Putusan hakim dijawab Jaksa Penuntut Umum Sai Sintong Purba dari Kejaksaan Negeri Langkat dengan kasasi. Pihaknya menilai terdakwa melanggar Pasal 2 ayat (2) jo Pasal 7 ayat (1) jo Pasal 10 Undang-Undang Nomor 21 Tahun 2007 tentang TPPO. Menuntutnya dengan hukuman 14 tahun penjara, denda Rp 500 juta dan restitusi sebesar Rp 2,3 miliar kepada 11 korban atau ahli warisnya.
"Jika terdakwa tidak mampu membayar restitusi, paling lama 14 hari setelah putusan pengadilan dan berkekuatan hukum tetap, diganti dengan pidana penjara selama satu tahun," ujar Sintong.
Bukti bahwa Terbit terkait dalam TPPO adalah: dua unit mobil atasnamanya, tanah dan bangunan pabrik kelapa sawit PT Dewa Rencana Peranginangin di Dusun 3 Raja Tengah, Kecamatan Kuala. Terdakwa dituding tidak mendukung program pemerintah yang ingin melindungi hak-hak warga negara Indonesia, perbuatannya menimbulan trauma mendalam bagi saksi dan korban.
"Terdakwa selaku kepala daerah seharusnya memberi contoh yang baik kepada warganya. Dia pernah dihukum dalam tindak pidana korupsi yang telah berkekuatan hukum tetap," ungkap Sintong.

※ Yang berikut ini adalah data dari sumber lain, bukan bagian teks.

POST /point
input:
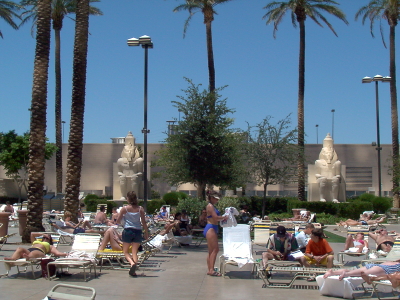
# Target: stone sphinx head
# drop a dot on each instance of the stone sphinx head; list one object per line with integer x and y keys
{"x": 130, "y": 151}
{"x": 328, "y": 153}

Sedangkan Terbit, begitu mendengar ucapan hakim, dia langsung sujud syukur dan menangis. Memeluk keluarga dan para simpatisannya yang memenuhi ruang sidang. Usai persidangan, saat diwawancarai, dia berterima kasih kepada majelis hakim. Menurutnya putusan mereka sesuai fakta persidangan.
"Terima kasih majelis hakim yang memberi putusan bebas kepada saya, itu memang fakta persidangan. Pengadilan Stabat masih murni menjalankan tugasnya," kata Terbit.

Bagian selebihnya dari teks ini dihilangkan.